La Station spatiale de Tiangong, dont le premier module a été lancé l’année dernière, est située à 340 miles au-dessus de la surface de la Terre, à environ 100 miles de plus que la Station spatiale internationale, et a une masse d’environ un cinquième de la Station spatiale internationale.

La Chine a des projets ambitieux pour Tiangong, notamment en invitant des partenaires internationaux et commerciaux à participer et à visiter l’installation.

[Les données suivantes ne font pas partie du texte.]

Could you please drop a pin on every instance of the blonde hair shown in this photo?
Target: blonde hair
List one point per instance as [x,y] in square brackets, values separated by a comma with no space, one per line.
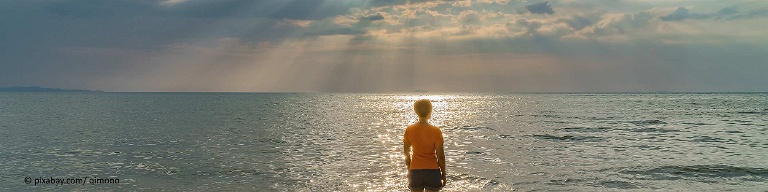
[422,107]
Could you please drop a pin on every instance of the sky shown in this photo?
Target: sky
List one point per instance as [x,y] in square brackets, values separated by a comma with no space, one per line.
[386,45]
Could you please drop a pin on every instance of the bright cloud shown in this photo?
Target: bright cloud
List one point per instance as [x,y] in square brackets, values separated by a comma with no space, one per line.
[387,45]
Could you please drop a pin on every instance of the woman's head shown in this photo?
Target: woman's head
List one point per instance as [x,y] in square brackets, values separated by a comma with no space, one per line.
[423,108]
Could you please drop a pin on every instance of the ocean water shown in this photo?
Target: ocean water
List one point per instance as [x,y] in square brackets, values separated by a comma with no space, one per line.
[351,142]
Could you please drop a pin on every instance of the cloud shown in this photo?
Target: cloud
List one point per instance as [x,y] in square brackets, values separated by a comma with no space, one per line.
[728,13]
[469,17]
[374,17]
[540,8]
[463,3]
[277,9]
[681,13]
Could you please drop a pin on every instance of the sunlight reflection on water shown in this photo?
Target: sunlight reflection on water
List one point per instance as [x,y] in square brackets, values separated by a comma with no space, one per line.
[347,142]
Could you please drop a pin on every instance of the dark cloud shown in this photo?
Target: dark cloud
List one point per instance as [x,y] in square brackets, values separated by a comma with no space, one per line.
[578,22]
[540,8]
[681,13]
[374,17]
[335,31]
[277,9]
[728,13]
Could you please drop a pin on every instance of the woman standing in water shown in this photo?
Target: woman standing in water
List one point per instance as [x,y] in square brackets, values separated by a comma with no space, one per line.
[426,167]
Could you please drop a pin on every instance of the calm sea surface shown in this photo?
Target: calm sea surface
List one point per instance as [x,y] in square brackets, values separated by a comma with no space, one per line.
[345,142]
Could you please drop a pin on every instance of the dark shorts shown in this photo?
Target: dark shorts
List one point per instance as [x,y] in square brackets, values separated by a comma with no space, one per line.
[421,179]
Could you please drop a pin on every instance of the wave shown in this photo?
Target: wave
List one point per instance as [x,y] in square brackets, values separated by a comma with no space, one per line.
[569,138]
[672,172]
[648,122]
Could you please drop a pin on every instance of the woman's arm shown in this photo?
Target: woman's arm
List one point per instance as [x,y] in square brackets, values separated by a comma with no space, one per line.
[407,153]
[441,160]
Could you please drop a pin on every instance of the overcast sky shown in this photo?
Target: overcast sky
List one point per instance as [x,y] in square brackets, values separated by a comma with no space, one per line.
[385,45]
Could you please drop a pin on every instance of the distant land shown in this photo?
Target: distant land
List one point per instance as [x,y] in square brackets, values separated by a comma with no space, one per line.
[41,89]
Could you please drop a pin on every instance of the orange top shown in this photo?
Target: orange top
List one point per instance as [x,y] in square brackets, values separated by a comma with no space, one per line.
[423,138]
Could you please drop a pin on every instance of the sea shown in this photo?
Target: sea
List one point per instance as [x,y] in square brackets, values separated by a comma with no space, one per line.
[353,142]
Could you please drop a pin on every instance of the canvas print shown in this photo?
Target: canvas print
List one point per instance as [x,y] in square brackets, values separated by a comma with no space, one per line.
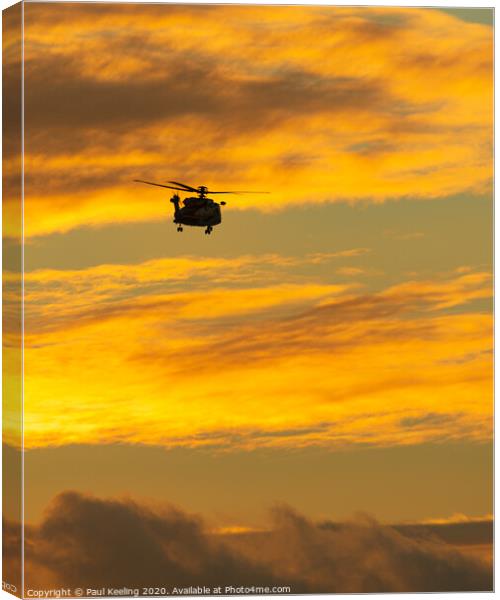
[247,299]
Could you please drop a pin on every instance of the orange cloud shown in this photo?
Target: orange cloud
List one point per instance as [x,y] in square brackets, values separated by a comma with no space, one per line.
[333,113]
[115,357]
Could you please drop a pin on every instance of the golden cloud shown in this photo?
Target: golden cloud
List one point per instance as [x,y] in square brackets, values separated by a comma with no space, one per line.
[332,113]
[113,354]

Il est également signalé qu’il s’emploie à accueillir des astronautes internationaux dans sa station spatiale, qui a été dévoilée le A Conférence de presse Tenu le mois dernier.

L’Agence spatiale chinoise (CNSA) prévoit de lancer six missions majeures avant la fin de l’année pour achever la station spatiale, qui sera bientôt connectée à un puissant télescope et accueillera des opérations commerciales et des astronautes étrangers, ont indiqué des responsables lors de la conférence de presse.

Deux unités supplémentaires, c’est-à-dire la zone de la station spatiale où vivent et travaillent les astronautes, seront ajoutées à l’unité de logement existante. Actuellement, la station spatiale Tiangong n’a qu’un seul module central, appelé Tianhe, qui a été lancé en 2021.

Espace Chine
Image de fichier : Station spatiale chinoise

Les annonces ambitieuses sur l’avenir de la station spatiale chinoise interviennent à un moment où la seule station spatiale au monde, l’ISS, est au milieu d’une intense bataille politique sur la guerre russo-ukrainienne.

En tant que consortium d’agences spatiales, dont la Russie, la Station spatiale internationale est aux prises avec des divisions austères alors que Moscou refuse de mettre fin à ses « opérations militaires spéciales » en Ukraine.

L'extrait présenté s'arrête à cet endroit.